My mother always tells me, “bloom where you are planted”. But I never used to understand that saying. After all, although I get watered by American canals, my roots are still tied to Indian soil.
As the child of two immigrants from India, I have grown up surrounded by football games and Starbucks, but also long saris and pink tins of Indian pastries that my grandmother would bring from her hometown. I have always been proud of my Indian descent. Yet when I was younger, I never quite understood why people would laugh when I mispronounced words, or why the food I ate for lunch garnered such weird stares.
My best way of coping was when I would write. The stories I have written always featured life of excitement. When I was writing, I could experience warriors spilling out of the trojan horse, fight against the chains of slavery, march as a women suffragette, bounce on the moon, or do anything my mind wanted.
My life in the stories was exciting and noteworthy, far different than the one I really had.
Truthfully, my way of writing used to be a means of escape. Although my life wasn’t exactly tragic, I was delicate. I would count every difference that I had, starting with my ethnicity. I was hyper-aware of the fact that I would always be different, made worse by the fact that my town was heavily Caucasian dominated. Although I had a huge network of supporting friends, all I could ever think about were the people who would taunt me for my differences.

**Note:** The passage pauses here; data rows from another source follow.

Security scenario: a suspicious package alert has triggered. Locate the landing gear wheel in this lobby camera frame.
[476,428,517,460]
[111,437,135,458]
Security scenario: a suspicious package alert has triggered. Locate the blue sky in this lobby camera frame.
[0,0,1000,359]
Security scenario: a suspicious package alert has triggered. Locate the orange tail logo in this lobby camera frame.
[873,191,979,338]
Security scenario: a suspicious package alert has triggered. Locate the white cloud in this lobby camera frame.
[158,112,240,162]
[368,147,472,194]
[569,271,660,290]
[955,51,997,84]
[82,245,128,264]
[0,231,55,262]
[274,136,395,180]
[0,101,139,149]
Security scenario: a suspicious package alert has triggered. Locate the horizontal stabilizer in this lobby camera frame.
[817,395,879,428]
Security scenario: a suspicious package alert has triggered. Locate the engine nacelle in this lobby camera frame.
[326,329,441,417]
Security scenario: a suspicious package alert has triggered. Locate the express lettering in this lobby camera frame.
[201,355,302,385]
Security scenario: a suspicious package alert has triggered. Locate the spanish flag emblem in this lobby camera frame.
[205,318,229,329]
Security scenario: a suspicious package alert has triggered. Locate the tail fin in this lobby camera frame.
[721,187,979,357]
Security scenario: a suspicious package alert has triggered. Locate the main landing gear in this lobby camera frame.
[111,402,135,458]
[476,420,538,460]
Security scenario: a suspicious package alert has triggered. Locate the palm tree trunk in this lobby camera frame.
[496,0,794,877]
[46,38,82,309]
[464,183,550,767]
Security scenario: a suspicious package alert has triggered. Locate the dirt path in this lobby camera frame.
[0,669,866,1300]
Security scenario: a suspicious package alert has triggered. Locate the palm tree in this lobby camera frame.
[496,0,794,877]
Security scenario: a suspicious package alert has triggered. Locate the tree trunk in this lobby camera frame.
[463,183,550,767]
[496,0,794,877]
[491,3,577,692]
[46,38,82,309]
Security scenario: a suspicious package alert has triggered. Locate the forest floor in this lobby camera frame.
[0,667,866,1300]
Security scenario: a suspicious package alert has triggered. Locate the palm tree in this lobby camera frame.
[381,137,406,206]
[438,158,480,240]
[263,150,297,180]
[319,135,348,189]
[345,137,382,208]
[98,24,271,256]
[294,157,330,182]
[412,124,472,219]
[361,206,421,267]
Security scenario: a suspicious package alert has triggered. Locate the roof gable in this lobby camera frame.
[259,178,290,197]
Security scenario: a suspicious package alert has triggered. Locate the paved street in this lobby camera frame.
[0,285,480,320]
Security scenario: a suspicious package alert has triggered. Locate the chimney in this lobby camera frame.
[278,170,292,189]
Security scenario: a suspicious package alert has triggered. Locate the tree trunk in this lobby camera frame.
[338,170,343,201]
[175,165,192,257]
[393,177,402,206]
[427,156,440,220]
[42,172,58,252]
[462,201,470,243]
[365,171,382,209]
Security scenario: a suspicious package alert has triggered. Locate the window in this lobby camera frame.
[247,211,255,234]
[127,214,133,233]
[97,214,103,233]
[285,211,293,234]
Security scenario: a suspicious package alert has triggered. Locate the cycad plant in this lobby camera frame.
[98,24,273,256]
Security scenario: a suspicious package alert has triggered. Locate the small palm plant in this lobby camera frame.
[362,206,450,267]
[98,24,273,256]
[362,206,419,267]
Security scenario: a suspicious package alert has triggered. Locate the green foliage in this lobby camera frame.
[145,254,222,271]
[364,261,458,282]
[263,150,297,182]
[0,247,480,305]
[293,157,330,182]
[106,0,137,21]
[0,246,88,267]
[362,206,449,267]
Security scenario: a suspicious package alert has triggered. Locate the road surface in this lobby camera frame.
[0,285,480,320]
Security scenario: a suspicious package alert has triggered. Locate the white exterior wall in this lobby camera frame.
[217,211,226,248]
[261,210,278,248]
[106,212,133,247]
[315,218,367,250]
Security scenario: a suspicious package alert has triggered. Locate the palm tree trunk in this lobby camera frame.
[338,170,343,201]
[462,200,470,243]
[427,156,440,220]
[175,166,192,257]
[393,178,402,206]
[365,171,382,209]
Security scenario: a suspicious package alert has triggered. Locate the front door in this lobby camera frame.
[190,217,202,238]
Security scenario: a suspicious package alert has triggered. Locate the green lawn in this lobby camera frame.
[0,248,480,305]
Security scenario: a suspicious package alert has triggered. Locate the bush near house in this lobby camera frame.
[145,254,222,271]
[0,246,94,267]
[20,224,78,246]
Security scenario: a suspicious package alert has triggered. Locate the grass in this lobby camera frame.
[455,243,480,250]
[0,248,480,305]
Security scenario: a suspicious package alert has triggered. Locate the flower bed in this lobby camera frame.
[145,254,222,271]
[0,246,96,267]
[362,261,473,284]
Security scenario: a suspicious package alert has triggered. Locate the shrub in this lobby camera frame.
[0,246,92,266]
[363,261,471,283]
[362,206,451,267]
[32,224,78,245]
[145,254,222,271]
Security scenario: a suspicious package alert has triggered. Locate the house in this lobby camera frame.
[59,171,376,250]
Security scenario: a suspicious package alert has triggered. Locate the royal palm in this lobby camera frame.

When I was in fifth grade, I was enrolled in a creative writing class where my teacher told me to “use your pen as a sword”. So, as a middle schooler, with my new weapon, I began conquering my fear of heritage through storytelling. My love for writing stemmed from the idea that experiencing humanity through others was far easier than experiencing it yourself.
I was not a strong leader, but Susan was. Channelling her through me allowed me to start using my words to create change. My storytelling became a way to stand against ignorance and racism and became the voice for others who have stories to tell but aren't sure how to.
I began to treat my lunch table as the characters in my story would treat a platform, using the experience I had in their world to hold my head high. Storytelling has given me the confidence to have my voice heard. My heritage from India was no longer something to hide away from, but instead, something to advocate for and create change, so that perpetuating stereotypes would be gone and diversity could be promoted.
I now understand that the flowers with roots that reach deep are the best kinds. My own experiences with culture have allowed me to develop an interest in ethnic rights, and their intersection with public speaking and heritage. This confidence that I have developed has and will continue to fuel my determination to lead with impact.